Authors: Sions JM, Elliott JM, Pohlig RT, Hicks GE

Abstract
Study Design Cross-sectional study. Background Muscle support for the trunk is provided by the multifidi, erector spinae, psoas, and quadratus lumborum. Trunk muscle characteristics may be altered with aging and/or chronic LBP. To date, most trunk muscle research has been conducted among younger adults. Given age-related muscle changes, i.e. reduced size and increased intramuscular fat, studies are needed in older adults, including comparisons of older adults with and without LBP. Objective To determine if there are differences in trunk muscle characteristics between older adults with and without chronic low back pain (LBP), while controlling for age, sex, and body mass index.

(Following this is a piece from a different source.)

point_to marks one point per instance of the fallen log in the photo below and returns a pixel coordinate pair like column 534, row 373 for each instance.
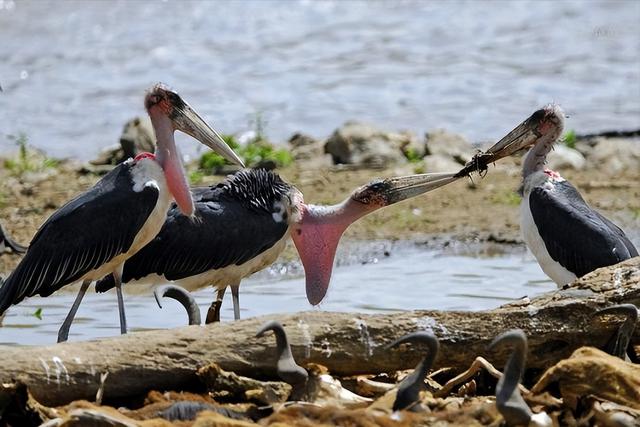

Methods 102 older adults with (n=53) and without chronic LBP (n=49) were included. Cross-sectional area (CSA) measurements were taken by tracing inside fascial borders on magnetic resonance images. Pixel intensity summaries were obtained to compute muscle-to-fat indices and relative muscle CSA, i.e. CSA void of fat. Right-left averages for levels L2-L5 were determined. Mixed design analyses-of-covariances were used to test for differences between groups based on LBP presence and sex, across levels (p≤.050). Results Older adults with LBP had a greater average multifidi muscle-to-fat index when compared to controls, i.e. .51 versus .49, and smaller average erector spinae relative muscle CSA, i.e. 8.56cm2 versus 9.26cm(2); no interactions between LBP status and average muscle characteristics were found for psoas or quadratus lumborum (p>.050). Conclusion Up to 54% of older adult trunk muscle CSA may be fat. Females have smaller muscles and greater intramuscular fat (at lower levels) than males. J Orthop Sports Phys Ther, Epub 3 Feb 2017. doi:10.2519/jospt.2017.7002.